With 866 weeks in the top-10, Rafael Nadal is second on the list behind Roger Federer, who has 968. Rafa entered the top-10 on April 25, 2005, after winning the Barcelona Open title. The 21-time Major winner has never left an exclusive group, remaining in the top-10 for 17 consecutive years and setting the record that will never be broken.

With a Major title under his belt and 20 wins from 21 matches this year, Nadal will almost certainly stay in the top-10 for another year and celebrate his 18th season in the elite in April 2023. Starting the 2003 season from outside the top-200, the 16-year-old Rafael Nadal needed less than four months to overcome half of his rivals on the ATP Rankings list.

After 19 Challenger victories (four finals, one title at Barletta) and the third-round result at Monte Carlo, Rafa broke into the top-100 in April and continued to charge in the following months at such a young age to secure a place in the top-50 in August.

Despite a nasty injury in Estoril that halted his rise in the spring of 2004, Rafa won the first ATP title in Sopot four months later.

Rafa Nadal has 91 singles titles

Patrick Mouratoglou recently took to Instagram to explain three changes he feels Rafael Nadal has made to his game over the years.

"In 2005, Rafael Nadal won his first Grand Slam title. He emerged with his own unique gamestyle, standing far behind the baseline and adding crazy spin to every shot. With this game, he became the king of clay," Mouratoglou said.

"Now, he is not just a clay specialist. He's leading the race in terms of Grand Slams won. How did he adapt his game to winning on faster surfaces?" According to the Frenchman, the 35-year-old is looking to keep the rallies as short as possible so he can conserve his energy.

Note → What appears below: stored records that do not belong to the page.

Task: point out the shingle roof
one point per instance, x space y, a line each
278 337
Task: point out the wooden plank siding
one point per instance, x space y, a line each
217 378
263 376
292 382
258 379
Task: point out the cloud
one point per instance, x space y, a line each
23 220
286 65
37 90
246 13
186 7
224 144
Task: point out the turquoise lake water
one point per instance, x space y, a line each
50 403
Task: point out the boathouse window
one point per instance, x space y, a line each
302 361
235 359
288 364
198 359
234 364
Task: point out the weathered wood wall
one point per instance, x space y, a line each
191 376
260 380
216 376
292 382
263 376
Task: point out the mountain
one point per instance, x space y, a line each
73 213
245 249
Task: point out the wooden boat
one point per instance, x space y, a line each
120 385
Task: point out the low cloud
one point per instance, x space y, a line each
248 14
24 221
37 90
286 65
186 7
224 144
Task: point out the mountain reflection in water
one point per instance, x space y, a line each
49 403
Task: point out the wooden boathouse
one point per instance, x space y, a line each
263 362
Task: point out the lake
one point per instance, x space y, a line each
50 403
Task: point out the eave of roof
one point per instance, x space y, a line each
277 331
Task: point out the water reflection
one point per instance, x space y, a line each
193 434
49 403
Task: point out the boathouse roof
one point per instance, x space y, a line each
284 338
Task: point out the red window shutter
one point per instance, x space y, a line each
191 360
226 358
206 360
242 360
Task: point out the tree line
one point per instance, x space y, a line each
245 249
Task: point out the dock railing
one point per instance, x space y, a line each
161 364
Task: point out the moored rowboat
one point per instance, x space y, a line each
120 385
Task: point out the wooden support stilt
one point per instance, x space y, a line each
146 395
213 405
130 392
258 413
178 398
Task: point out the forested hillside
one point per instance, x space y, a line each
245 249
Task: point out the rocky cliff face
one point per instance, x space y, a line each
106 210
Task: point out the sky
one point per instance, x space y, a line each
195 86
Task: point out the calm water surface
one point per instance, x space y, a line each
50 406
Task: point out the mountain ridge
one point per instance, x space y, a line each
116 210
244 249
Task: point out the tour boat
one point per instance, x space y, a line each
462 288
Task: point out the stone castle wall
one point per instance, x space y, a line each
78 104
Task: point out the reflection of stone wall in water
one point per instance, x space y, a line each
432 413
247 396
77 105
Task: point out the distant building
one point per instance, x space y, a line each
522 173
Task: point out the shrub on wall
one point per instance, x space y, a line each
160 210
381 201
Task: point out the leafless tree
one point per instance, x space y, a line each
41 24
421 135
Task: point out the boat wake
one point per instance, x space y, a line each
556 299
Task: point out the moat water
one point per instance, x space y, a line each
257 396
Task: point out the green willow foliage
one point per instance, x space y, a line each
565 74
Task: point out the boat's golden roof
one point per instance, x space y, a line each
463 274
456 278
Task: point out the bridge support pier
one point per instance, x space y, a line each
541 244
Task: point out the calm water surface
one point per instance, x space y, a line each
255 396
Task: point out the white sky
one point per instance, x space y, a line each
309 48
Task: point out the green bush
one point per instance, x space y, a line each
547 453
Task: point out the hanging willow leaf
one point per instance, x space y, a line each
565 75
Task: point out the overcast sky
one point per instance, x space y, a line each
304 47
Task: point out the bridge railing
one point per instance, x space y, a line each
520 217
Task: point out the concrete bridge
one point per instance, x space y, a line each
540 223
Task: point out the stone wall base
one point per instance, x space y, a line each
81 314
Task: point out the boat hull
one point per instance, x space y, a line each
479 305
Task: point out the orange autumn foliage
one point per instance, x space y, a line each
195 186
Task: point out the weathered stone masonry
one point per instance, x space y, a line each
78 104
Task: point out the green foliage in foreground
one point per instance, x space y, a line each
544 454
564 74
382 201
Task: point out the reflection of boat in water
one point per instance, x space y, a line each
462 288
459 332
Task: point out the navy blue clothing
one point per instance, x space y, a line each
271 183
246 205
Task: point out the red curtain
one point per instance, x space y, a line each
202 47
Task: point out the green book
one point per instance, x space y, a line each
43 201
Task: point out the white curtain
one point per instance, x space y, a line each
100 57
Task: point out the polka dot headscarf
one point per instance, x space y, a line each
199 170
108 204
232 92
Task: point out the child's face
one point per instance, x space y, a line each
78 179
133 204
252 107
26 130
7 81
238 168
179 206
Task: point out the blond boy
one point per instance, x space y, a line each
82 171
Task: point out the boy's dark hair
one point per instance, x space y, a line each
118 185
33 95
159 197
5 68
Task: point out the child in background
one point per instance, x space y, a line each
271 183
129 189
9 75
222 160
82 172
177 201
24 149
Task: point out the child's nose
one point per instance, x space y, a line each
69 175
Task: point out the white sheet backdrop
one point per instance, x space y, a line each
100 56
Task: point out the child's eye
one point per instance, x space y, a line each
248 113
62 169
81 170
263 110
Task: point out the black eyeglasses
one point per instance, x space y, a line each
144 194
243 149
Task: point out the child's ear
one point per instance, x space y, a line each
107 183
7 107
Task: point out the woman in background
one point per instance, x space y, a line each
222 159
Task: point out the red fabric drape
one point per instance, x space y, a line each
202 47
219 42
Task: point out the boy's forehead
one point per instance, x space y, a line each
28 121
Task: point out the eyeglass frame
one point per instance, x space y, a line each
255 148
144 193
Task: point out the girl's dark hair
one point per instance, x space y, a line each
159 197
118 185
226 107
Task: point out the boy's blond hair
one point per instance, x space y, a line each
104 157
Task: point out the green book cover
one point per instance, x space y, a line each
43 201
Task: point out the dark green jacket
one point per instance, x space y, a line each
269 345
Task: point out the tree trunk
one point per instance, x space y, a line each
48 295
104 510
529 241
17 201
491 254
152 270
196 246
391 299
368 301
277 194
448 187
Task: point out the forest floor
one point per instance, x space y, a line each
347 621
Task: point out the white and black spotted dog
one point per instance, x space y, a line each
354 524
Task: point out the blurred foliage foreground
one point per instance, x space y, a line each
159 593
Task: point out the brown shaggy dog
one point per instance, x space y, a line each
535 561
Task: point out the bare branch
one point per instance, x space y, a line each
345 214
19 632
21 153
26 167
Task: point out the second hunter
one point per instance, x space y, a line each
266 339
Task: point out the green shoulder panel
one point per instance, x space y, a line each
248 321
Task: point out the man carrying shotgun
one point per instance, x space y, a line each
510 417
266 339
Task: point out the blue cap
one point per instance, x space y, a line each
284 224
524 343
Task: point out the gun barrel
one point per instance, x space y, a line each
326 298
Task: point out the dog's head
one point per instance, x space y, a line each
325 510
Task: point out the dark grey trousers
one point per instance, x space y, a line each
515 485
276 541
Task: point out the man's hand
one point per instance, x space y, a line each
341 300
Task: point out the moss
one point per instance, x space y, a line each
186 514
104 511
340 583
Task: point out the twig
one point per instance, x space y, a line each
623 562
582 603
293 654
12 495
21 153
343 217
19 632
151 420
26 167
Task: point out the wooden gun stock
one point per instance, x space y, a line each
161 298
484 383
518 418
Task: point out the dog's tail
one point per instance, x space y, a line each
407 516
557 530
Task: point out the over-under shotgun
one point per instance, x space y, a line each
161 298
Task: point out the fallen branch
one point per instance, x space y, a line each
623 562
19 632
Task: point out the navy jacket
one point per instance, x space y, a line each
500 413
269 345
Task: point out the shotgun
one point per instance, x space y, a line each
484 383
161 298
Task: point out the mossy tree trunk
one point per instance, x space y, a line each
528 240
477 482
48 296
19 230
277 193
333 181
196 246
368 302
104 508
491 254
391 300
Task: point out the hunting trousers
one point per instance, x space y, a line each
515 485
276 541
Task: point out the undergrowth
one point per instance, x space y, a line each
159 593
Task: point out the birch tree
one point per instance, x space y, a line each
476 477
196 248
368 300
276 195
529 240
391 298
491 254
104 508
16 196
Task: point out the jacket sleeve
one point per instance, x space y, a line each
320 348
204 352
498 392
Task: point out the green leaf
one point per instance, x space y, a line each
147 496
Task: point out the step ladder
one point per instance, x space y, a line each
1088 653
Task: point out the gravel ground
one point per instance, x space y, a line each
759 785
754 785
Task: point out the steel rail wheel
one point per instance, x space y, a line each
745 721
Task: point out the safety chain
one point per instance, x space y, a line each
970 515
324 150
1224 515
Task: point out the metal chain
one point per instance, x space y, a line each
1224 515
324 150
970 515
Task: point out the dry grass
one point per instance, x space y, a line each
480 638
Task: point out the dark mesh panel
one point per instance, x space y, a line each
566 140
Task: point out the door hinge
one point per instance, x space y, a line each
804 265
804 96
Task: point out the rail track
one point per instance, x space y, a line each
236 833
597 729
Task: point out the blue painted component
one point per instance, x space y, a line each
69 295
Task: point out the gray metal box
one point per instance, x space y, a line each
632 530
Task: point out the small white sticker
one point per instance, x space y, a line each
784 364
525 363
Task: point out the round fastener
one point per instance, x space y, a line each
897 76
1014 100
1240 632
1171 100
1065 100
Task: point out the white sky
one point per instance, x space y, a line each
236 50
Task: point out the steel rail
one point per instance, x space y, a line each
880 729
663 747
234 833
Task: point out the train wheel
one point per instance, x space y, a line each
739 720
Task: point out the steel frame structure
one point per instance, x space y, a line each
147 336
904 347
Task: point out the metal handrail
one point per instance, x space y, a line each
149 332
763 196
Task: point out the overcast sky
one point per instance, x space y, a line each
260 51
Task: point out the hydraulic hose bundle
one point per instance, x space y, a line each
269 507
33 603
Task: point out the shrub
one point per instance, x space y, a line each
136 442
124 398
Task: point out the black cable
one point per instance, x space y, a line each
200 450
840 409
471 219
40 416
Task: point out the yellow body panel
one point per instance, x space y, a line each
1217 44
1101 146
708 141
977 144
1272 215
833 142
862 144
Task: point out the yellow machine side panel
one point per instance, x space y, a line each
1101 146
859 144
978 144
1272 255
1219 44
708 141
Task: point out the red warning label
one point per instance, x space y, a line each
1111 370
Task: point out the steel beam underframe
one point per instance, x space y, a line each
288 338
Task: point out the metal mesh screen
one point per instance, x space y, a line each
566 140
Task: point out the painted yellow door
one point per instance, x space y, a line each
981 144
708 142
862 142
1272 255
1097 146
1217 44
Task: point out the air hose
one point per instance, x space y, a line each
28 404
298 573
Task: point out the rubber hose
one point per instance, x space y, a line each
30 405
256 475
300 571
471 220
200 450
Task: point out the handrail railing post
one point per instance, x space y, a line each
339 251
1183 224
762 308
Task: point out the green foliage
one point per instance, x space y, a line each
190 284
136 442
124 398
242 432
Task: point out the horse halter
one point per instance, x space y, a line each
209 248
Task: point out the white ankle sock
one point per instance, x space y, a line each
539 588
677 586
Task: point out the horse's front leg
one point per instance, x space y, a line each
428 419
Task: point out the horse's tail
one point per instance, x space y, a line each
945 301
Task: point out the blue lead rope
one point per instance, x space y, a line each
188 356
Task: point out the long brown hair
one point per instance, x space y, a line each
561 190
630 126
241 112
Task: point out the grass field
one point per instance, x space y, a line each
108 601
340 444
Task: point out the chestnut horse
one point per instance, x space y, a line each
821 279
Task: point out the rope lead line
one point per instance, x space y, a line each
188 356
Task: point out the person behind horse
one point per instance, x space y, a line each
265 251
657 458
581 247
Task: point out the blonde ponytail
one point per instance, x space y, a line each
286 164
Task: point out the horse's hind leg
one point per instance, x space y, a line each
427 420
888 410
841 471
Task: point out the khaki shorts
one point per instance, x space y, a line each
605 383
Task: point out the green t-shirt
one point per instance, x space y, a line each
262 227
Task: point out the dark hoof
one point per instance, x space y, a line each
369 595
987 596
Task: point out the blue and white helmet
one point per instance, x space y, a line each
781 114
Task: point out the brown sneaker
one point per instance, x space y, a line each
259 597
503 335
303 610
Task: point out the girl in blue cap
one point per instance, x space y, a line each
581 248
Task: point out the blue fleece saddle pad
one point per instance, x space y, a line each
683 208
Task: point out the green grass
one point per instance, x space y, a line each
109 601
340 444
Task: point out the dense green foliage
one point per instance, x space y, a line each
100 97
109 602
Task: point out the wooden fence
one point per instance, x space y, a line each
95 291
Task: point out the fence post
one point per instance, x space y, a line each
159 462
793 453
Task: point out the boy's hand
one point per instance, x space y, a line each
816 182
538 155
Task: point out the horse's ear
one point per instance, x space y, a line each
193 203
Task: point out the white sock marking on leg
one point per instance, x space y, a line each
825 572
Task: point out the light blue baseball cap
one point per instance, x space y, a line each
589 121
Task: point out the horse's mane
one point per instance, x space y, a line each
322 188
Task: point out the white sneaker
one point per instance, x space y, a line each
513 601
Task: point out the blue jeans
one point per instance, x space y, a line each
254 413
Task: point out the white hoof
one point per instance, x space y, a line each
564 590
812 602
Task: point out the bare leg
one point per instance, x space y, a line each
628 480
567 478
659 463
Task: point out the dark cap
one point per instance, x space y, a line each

"First, Rafa's game has become more and more aggressive. Early in his career, he would win games by forcing long rallies from baseline," Mouratoglou said. "Now he is looking to step inside the court more, take control of the points and shorten the rallies to conserve energy.

His serve went from a way to start the point to an actual weapon. He changed some elements in his technique which allowed him to gain more power. One of the biggest changes is improving his weight dispatch. [You can notice] how little his body was involved in the shot compared to how much he throws himself forward now," Mouratoglou said.

"He has also changed his trophy position, keeping his elbow higher and allowing his racquet to drop lower down his back for an increased whip-effect."